A blogosfera teve um pequeno regabofe às custas de Patrícia Lança, e não é difícil perceber porquê, mas a ferocidade das reacções chegou a estimular o meu instinto protector. Não venho defender a tese de que a idade da senhora, ou o seu respeitável currículo (que inclui, e isto tem muito mais valor do que qualquer mandato na Assembleia, uma imaculada tradução d'Os Maias para inglês) lhe devem conceder automaticamente um estatuto especial no meio da traulitada, mas acho que percebi finalmente a teoria do "alvo fácil" que me tentaram explicar durante a discussão sobre Paris Hilton, naquela minha fase complicada sans-iogurte.
Urge também salientar que Patrícia Lança não é tanto o avatar de Mary Whitehouse que alguns querem ver nela, como uma versão luso-inglesa de Malcolm Muggeridge; o seu estilo não é o moralismo militante de quem quer prisioneiros nas guerras culturais, mas a pedagogia resignada de quem sabe que a batalha está perdida. Ela acredita piamente habitar na última cidadela da Verdade, cercada por hordas de adolescentes idiotas e tenebrosos grupos de interesse, mas não descortino nos seus panfletos nenhum desejo de moldar o mundo à imagem do seu enclave, até porque a baixa densidade populacional desse enclave deve explicar grande parte do seu conforto.
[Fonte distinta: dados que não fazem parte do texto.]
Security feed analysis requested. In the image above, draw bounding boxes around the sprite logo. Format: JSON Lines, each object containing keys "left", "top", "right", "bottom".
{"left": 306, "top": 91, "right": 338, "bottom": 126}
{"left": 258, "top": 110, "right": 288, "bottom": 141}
Quanto aos temas que a interessam, até admito que possam existir argumentos lúcidos para defender as teorias sexuais de Patrícia Lança, mas suspeito que nunca os ouviremos; enquanto existirem argumentos lúcidos na encosta, podemos contar com ela para os circundar, em diligente slalom retórico.
As suas ternas veemências são os efeitos secundários do seu trajecto ideológico, que é o trajecto-padrão dos órfãos utópicos do séc. XX: percorrer a auto-estrada para Damasco em excesso de velocidade, sem passar pela casa de partida e sem receber dois mil escudos. O arrebatado momentum linear que os afasta das superstições de juventude só lhes permite travar quando chegam às superstições opostas. Há aprazíveis e moderadas rampas de saída em ambas as direcções, mas as Patrícias Lanças deste mundo só acreditam que chegaram ao lugar certo quando já não vêem asfalto
Mas nada disto é caso para alarme. É apenas um exemplo invulgarmente deprimente do que acontece a uma inteligência aguda e inquisitiva quando se enamora pela parede contra a qual esbarrou.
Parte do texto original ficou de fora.